Une faible trésorerie
    Du fait de l’envolée des cours des matières premières, le prix de l’aliment porcin aurait déjà augmenté de 35 /t, selon Guillaume Roué, président d’Inaporc (interprofession porcine), ce qui entraîne une hausse des coûts de production de 14 cts/kg. L’aliment représente dans ce secteur souvent plus de 60 % du coût de revient. Or les éleveurs de porc se sont endettés, souvent à court terme, suite à la crise de 2007. Et les cours n’ont pas permis de retrouver un équilibre avec la crise financière et la chute de la consommation. « Les 400 à 500 M perdus en 2007 par les entreprises n’ont jamais été récupérés depuis, assure-t-il. Pour preuve, le cheptel français est resté stable alors que normalement il aurait dû augmenter ».
    Depuis le début de l’année, le prix du kilo de porc payé au producteur est en moyenne de 1,28 , un niveau à peu près équivalent au prix de revient. «  Cela signifie quand même que 50 % des éleveurs perdent de l’argent », souligne Guillaume Roué. Et « cet hiver, le prix du porc va naturellement redescendre de 10 %, il va donc atteindre 1 euro à peine comme l’année dernière, s’inquiète le président du Comité régional porcin (CRP) de Bretagne, Fortuné le Calvé. Ce n’est pas tenable, d’autant que l’hiver dernier le prix de l’aliment était de 180 €/t alors que cet hiver il sera de 230 /t ».  Les éleveurs de bovins allaitants subissent  quant à eux « une crise continue depuis 2007 » avec un « revenu inférieur de 40 % à la moyenne nationale agricole », selon la FNB. Avec la sécheresse, pas ou peu de fourrages ont été ramassés.
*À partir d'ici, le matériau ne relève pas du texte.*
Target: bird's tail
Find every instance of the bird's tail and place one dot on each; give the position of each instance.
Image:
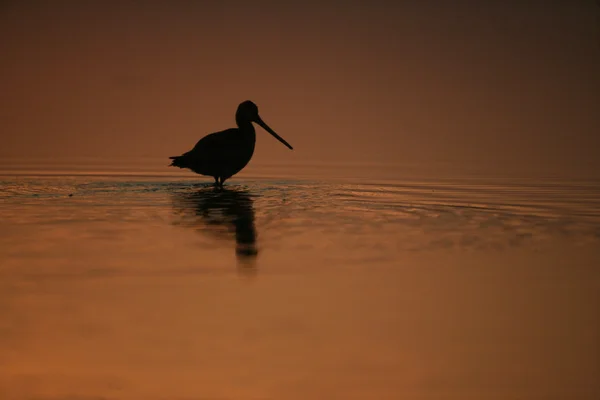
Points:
(178, 161)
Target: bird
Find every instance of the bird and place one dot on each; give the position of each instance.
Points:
(225, 153)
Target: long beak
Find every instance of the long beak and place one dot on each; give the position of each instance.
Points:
(266, 128)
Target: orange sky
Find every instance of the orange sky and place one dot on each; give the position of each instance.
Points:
(495, 84)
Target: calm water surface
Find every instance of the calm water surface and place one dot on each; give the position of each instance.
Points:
(140, 287)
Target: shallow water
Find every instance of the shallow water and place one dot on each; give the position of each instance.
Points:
(140, 287)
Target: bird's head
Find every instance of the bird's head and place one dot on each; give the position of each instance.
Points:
(248, 111)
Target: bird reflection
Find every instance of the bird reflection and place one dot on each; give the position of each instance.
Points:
(222, 211)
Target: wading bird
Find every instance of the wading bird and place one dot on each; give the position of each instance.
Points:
(224, 154)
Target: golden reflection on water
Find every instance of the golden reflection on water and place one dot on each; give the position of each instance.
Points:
(223, 212)
(126, 291)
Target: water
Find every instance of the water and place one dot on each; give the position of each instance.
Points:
(130, 286)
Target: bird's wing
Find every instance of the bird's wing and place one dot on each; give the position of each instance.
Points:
(213, 146)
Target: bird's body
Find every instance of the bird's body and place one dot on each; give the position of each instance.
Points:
(225, 153)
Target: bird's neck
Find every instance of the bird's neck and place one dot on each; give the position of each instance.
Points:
(245, 125)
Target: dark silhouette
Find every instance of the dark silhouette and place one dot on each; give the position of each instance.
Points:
(213, 209)
(224, 154)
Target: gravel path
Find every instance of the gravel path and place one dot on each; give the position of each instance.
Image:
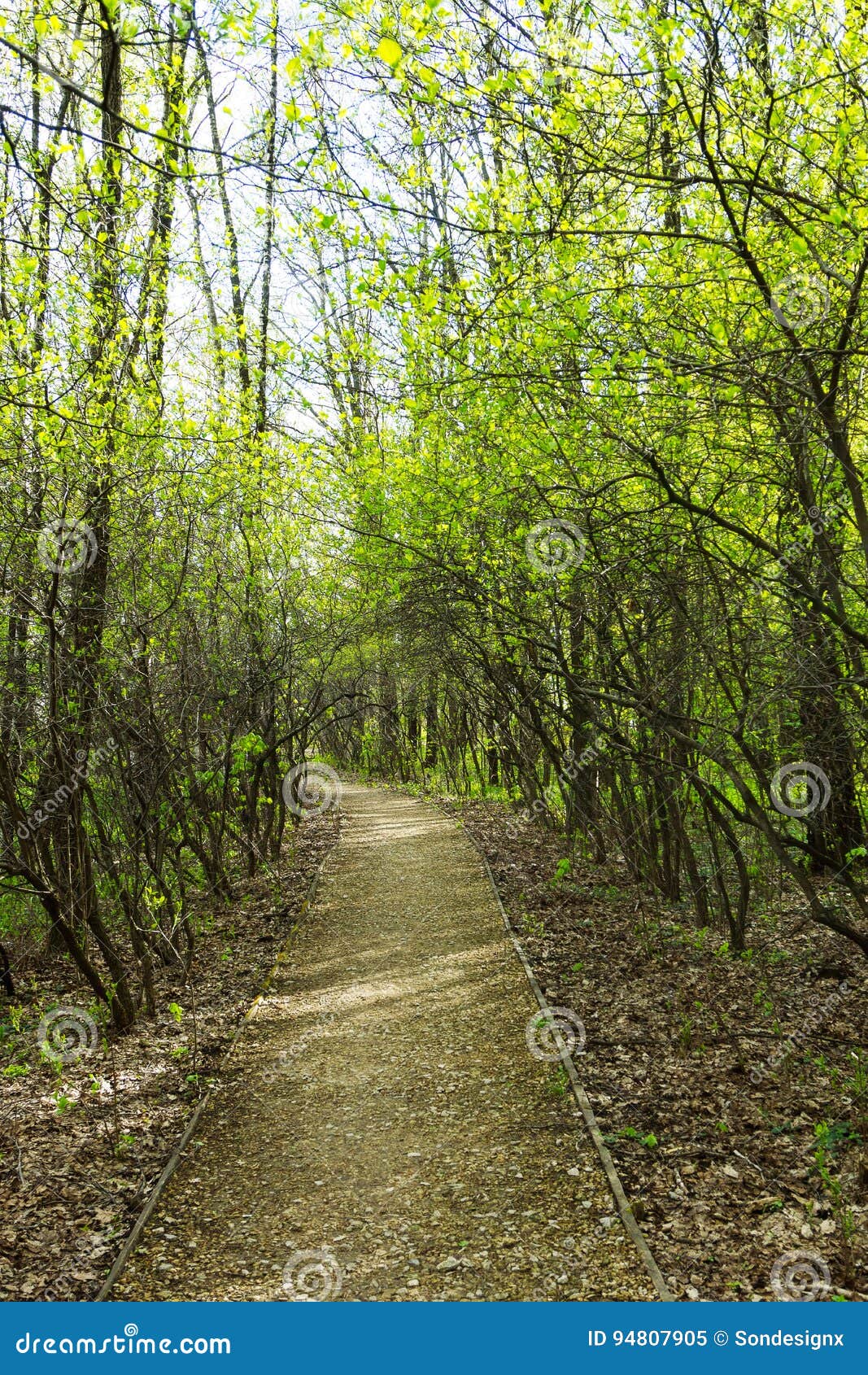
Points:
(382, 1131)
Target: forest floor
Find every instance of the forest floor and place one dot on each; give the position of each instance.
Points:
(83, 1143)
(382, 1129)
(734, 1150)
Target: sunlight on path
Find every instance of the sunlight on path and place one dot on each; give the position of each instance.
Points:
(382, 1131)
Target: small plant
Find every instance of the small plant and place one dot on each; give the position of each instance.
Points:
(559, 1082)
(563, 871)
(685, 1034)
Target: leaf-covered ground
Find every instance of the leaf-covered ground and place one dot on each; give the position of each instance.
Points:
(714, 1128)
(83, 1143)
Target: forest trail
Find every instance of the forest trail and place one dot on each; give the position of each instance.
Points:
(382, 1131)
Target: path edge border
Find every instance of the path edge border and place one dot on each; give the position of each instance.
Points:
(168, 1171)
(633, 1229)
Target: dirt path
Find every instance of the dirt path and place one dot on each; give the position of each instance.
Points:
(382, 1131)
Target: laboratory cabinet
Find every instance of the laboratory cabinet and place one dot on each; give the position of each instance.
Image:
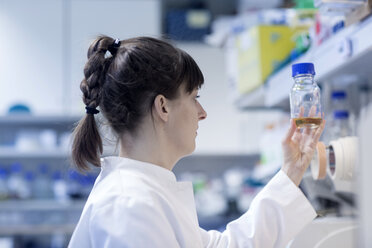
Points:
(41, 197)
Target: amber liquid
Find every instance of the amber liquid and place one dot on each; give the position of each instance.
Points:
(310, 122)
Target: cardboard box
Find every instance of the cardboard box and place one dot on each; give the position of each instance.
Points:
(260, 50)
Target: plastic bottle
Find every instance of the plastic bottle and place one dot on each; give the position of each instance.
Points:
(340, 124)
(43, 187)
(29, 182)
(339, 100)
(4, 192)
(305, 98)
(16, 182)
(59, 187)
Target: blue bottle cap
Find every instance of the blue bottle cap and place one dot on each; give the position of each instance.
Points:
(303, 68)
(338, 94)
(340, 114)
(16, 167)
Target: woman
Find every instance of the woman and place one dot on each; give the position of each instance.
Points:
(147, 90)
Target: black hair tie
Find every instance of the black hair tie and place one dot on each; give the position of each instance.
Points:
(91, 110)
(113, 48)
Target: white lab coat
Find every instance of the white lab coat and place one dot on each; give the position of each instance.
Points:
(140, 205)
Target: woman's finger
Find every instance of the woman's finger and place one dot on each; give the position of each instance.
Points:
(290, 132)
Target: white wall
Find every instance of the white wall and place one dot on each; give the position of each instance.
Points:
(43, 45)
(31, 55)
(118, 19)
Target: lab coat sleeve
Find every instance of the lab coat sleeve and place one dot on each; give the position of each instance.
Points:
(130, 223)
(275, 216)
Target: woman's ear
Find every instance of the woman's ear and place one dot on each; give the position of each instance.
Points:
(161, 105)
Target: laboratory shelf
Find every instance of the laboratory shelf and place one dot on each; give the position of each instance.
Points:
(40, 205)
(34, 120)
(11, 153)
(36, 229)
(347, 53)
(39, 217)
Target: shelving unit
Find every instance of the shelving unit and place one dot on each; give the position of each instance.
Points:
(347, 52)
(48, 217)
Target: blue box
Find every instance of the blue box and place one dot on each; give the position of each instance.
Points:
(188, 25)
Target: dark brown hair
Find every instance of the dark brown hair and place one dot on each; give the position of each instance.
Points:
(124, 86)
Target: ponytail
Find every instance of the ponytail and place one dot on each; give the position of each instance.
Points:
(87, 143)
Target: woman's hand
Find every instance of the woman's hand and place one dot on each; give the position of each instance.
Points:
(298, 148)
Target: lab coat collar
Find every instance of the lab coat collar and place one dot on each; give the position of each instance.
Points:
(148, 169)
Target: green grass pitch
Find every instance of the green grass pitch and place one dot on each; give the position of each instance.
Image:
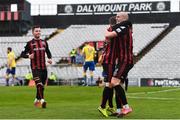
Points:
(65, 102)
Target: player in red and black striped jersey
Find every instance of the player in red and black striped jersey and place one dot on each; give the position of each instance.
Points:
(35, 50)
(108, 68)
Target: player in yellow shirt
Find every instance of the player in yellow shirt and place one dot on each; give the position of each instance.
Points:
(11, 66)
(89, 53)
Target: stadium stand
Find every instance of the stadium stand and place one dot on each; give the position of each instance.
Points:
(74, 36)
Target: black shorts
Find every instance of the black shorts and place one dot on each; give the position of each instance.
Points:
(108, 70)
(42, 74)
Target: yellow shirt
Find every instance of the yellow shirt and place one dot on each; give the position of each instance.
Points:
(89, 53)
(11, 59)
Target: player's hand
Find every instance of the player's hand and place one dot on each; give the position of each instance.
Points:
(31, 56)
(49, 61)
(115, 81)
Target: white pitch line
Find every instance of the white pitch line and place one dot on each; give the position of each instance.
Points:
(160, 91)
(152, 98)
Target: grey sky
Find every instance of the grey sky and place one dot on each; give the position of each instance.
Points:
(174, 3)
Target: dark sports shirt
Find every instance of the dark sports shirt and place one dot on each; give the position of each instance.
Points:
(124, 47)
(109, 54)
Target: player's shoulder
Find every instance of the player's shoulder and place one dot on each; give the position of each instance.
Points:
(123, 24)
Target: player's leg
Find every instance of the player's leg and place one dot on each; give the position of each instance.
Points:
(13, 72)
(39, 87)
(43, 79)
(121, 94)
(107, 91)
(7, 76)
(85, 67)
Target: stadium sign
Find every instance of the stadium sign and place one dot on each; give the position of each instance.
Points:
(160, 82)
(113, 8)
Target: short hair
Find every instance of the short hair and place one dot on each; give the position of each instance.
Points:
(112, 20)
(9, 48)
(35, 26)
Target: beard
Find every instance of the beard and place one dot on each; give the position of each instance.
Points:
(37, 37)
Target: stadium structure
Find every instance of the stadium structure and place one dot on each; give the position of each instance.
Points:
(67, 26)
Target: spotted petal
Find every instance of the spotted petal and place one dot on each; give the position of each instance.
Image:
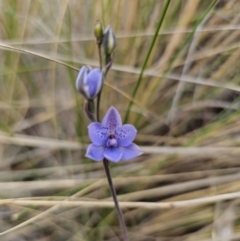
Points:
(125, 135)
(112, 120)
(98, 134)
(95, 152)
(113, 154)
(130, 152)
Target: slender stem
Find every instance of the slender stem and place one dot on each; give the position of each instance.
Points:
(114, 195)
(100, 56)
(105, 161)
(98, 105)
(99, 95)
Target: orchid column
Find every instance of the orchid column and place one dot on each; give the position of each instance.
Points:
(111, 140)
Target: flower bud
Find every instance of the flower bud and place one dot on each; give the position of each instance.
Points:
(98, 31)
(89, 82)
(109, 41)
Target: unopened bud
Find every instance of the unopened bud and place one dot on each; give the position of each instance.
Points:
(89, 82)
(98, 31)
(109, 41)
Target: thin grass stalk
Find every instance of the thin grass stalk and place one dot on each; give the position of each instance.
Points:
(147, 58)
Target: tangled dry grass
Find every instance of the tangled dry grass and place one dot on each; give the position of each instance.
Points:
(186, 109)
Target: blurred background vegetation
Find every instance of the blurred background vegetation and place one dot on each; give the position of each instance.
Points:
(185, 107)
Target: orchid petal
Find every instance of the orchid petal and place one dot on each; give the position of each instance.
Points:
(130, 152)
(94, 82)
(112, 120)
(125, 134)
(95, 152)
(113, 154)
(98, 134)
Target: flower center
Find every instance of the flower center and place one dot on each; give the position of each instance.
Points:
(111, 142)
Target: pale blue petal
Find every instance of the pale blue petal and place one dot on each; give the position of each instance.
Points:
(97, 134)
(113, 154)
(125, 135)
(94, 82)
(95, 152)
(130, 152)
(81, 79)
(112, 120)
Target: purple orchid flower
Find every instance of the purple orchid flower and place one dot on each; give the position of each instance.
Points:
(112, 140)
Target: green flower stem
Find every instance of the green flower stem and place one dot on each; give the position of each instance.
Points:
(114, 195)
(105, 161)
Obligation donc pour cet hiver d’acheter de la paille dont les prix se tendent (+/-100 /t en rendu) et des concentrés. Or les éleveurs laitiers se sont, pour beaucoup, endettés en 2008 à la suite d’une euphorie des cours du lait.

Faire appel à la filière
    Le président d’Inaporc, Guillaume Roué, appelait ainsi l’ensemble des maillons de la filière à « participer à un plan de sauvetage de la production porcine », lors d’une rencontre avec la presse le 18 août. Il proposera lors du conseil d’administration de l’interprofession, le 8 septembre, à la distribution et à la salaisonnerie de s’engager à privilégier la viande d’origine française et demandera aux acheteurs d’accepter une hausse de 15 cts/kg de viande répercutée aux consommateurs. « Les éleveurs ne pourront pas survivre à une nouvelle crise comme celle de 2007, estime Guillaume Roué. Je crains que l’on entre dans un conflit à la rentrée, c’est ce que je veux éviter », précise-t-il. La FNB tire elle aussi la sonnette d’alarme et demande à la filière une hausse des prix à la production de 20 %. Elle s’en remet aussi aux pouvoirs publics pour un plan financier de soutien et le respect des normes et contrôles européens pour les viandes venues de pays tiers. Le ministère y travaille (cf. "B. Le Maire dévoilera son plan de soutien à l’élevage au Space"). Même stratégie pour les éleveurs de volaille, dans une filière très intégrée. Comme les aliments de leurs animaux contiennent 60 à 80 % de céréales, avec une faible possibilité de reformulation avec d’autres matières premières, ils subiront de plein fouet la hausse des cours des céréales. Toute l’interprofession, selon l’Association de promotion de la volaille française (APVF), s’organisera donc pour en limiter l’impact et préserver le marché des importations.